Residents of a village in Sagaing Region’s Wetlet Township that was occupied by regime forces last week say they discovered the badly burned remains of six villagers when they returned to their homes on Thursday.

The bodies belonged to six men who were detained when junta troops raided the village of Thitseintgyi on January 30, residents said.

“We found the bodies stacked up in a pile. They were so completely burned that they could hardly be recognized as human,” said one 55-year-old man who spoke to Myanmar Now on condition of anonymity.

The village, which is located on the bank of the Ayeyarwady River, came under attack last week after members of a local People’s Defence Force (PDF) tried to stop three motorboats carrying around 40 soldiers at a security checkpoint.

After an exchange of fire, during which the soldiers used artillery, the lightly armed PDF members fled, according to one local man who took part in the clash.

Most other residents also fled, taking shelter at a nearby monastery after the soldiers entered the village, but six were captured and held as hostages, the PDF fighter said.

“We were going to mount an assault on the soldiers when we had the chance, but they had taken hostages, so our village leader told us to wait,” he said.

‘Alive and well fed’

Three of the villagers were arrested in their homes, while three others were taken into custody when they returned to the village to collect some of their belongings, according to family members.

“We were just arriving at the monastery when they decided to go back to get their motorcycles. That’s when they ran into some soldiers,” said Htet Htet, the wife of Ko Ko Lin Maung, one of two brothers who were captured.


The wife of the other brother, Thura Tun, said that the troops, who forced women at the monastery to cook for them, assured them that the detained men would not be harmed.

“They said they wouldn’t lay a finger on them, but then they shot them,” she said.

The other victims were identified as Min Min Tun, father and son Myint Aung and Thel Tun Aung, and Zaw Min Tun, who had returned to the village while the soldiers were still there.

The men were last seen being used as human shields, according to one resident.

“Several people saw them with their hands tied together, walking in front of a column of soldiers,” said the man, adding that they were heading towards hills southwest of the village.

When the troops later returned to the village, the men were no longer with them, he added. 

“One of the monks asked them where the six men were, so they told him that they were alive and being well fed,” he said.

Burning flesh

People living near the hill where the bodies were later found said they heard cries for help and could smell burning flesh, suggesting that the victims were burned alive, according to a spokesperson for a local PDF group.

Thitseintgyi is one of many villages in Sagaing Region that have been subjected to repeated raids by regime forces in recent months, forcing thousands to flee.

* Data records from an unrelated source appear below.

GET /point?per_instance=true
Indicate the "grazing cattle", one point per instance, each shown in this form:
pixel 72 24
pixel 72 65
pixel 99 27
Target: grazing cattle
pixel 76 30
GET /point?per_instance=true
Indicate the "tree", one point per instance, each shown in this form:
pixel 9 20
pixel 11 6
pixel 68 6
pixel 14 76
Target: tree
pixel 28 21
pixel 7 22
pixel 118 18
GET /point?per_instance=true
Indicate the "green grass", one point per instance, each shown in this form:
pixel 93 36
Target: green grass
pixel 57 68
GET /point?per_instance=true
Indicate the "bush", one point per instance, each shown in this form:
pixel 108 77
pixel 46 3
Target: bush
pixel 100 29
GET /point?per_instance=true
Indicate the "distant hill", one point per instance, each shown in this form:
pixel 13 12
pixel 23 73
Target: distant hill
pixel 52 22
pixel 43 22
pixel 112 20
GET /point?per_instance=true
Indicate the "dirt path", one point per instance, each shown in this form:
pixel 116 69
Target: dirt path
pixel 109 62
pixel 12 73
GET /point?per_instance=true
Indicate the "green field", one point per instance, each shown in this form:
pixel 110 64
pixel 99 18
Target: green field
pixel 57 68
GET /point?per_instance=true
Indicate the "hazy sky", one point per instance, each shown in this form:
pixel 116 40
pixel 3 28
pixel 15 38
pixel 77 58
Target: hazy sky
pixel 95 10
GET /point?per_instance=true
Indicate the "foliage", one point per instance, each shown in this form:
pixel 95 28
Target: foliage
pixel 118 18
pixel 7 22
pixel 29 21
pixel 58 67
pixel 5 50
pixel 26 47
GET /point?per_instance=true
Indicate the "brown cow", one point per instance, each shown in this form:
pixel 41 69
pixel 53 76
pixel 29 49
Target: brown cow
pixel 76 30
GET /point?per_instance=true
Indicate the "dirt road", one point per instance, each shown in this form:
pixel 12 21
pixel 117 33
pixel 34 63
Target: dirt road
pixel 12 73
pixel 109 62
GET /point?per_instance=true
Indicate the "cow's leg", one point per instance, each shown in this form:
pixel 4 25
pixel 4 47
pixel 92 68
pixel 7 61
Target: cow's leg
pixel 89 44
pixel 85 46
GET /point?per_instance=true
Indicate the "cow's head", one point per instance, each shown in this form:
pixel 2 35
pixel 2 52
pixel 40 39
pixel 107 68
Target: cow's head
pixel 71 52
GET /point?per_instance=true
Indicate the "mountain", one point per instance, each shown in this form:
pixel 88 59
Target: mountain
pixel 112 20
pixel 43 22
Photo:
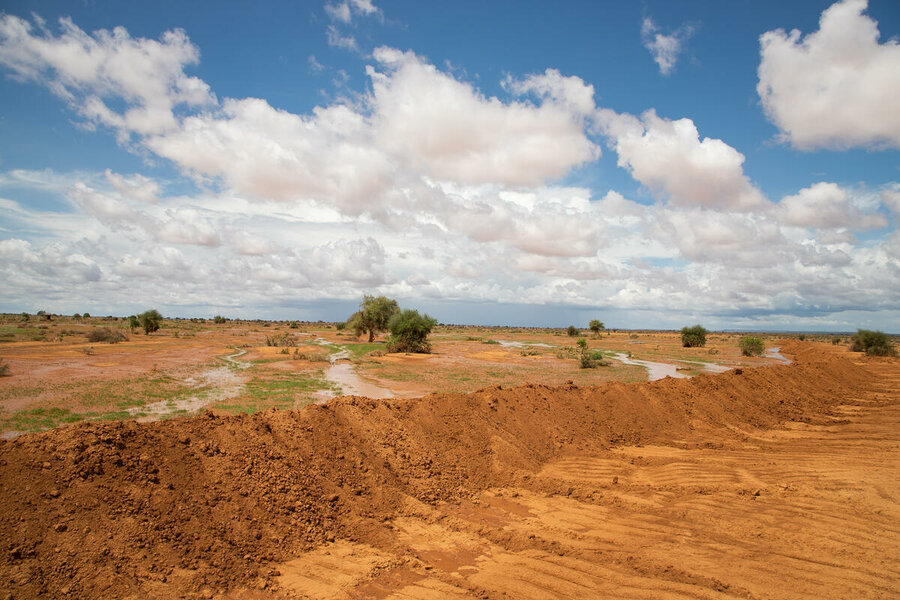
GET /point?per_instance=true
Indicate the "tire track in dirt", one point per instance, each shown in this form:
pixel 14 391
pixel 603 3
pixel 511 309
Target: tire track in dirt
pixel 779 483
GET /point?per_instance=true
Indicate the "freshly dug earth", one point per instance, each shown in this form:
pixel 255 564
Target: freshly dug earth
pixel 672 489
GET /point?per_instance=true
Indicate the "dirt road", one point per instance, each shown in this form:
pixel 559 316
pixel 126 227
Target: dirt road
pixel 778 482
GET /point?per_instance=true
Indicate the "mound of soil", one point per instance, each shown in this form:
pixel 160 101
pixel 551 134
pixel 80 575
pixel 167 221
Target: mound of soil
pixel 185 507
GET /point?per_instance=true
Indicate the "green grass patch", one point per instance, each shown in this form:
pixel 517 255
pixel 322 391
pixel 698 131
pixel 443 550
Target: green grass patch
pixel 278 391
pixel 39 419
pixel 361 349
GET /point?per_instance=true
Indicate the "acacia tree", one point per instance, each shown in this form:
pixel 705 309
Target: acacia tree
pixel 409 332
pixel 373 315
pixel 693 337
pixel 150 321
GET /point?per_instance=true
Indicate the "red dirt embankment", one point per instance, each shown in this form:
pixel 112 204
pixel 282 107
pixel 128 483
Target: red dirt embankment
pixel 168 509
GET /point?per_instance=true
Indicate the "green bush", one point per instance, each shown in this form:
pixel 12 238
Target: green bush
pixel 752 346
pixel 279 340
pixel 693 337
pixel 149 320
pixel 873 343
pixel 374 315
pixel 409 332
pixel 105 334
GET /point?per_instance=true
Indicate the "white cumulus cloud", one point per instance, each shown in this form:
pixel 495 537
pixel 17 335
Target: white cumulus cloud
pixel 664 48
pixel 826 205
pixel 833 88
pixel 86 70
pixel 670 159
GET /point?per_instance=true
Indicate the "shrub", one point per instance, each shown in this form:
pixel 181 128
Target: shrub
pixel 284 339
pixel 374 315
pixel 149 320
pixel 588 359
pixel 693 337
pixel 873 343
pixel 105 334
pixel 409 332
pixel 752 346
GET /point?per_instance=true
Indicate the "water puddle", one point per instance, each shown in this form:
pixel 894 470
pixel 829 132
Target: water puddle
pixel 351 384
pixel 230 359
pixel 514 344
pixel 776 355
pixel 714 368
pixel 345 377
pixel 224 384
pixel 654 370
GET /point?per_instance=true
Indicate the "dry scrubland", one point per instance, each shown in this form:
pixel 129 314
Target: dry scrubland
pixel 778 481
pixel 57 376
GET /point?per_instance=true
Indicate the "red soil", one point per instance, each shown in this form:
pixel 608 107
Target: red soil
pixel 400 491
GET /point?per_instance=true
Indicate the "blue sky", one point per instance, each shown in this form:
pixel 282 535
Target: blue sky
pixel 650 164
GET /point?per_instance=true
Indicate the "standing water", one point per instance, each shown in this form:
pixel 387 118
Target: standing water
pixel 654 370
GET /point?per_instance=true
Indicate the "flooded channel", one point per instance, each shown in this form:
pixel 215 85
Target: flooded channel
pixel 775 354
pixel 654 370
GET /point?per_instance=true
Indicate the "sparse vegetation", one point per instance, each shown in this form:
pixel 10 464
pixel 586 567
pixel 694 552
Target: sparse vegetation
pixel 588 359
pixel 409 332
pixel 281 340
pixel 693 337
pixel 752 346
pixel 150 321
pixel 373 316
pixel 105 334
pixel 873 343
pixel 317 356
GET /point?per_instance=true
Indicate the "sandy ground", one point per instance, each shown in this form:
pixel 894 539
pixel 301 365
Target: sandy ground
pixel 779 482
pixel 59 377
pixel 807 511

In many cases, villagers who didn’t manage to escape have later been found dead. In some instances, their bodies have been burned beyond recognition.

In early December, 11 badly charred bodies were discovered in Done Taw, a village in Salingyi Township, following a raid targeting anti-regime resistance forces.

Similar incidents have also been reported more recently in neighbouring Magway Region, as well as in Kayah (Karenni) State, where the bodies of dozens of civilians were reduced to bones and ash in a massacre carried out on Christmas Eve.

Myanmar’s military junta routinely denies responsibility for such atrocities, despite abundant evidence of its involvement in attacks on civilians.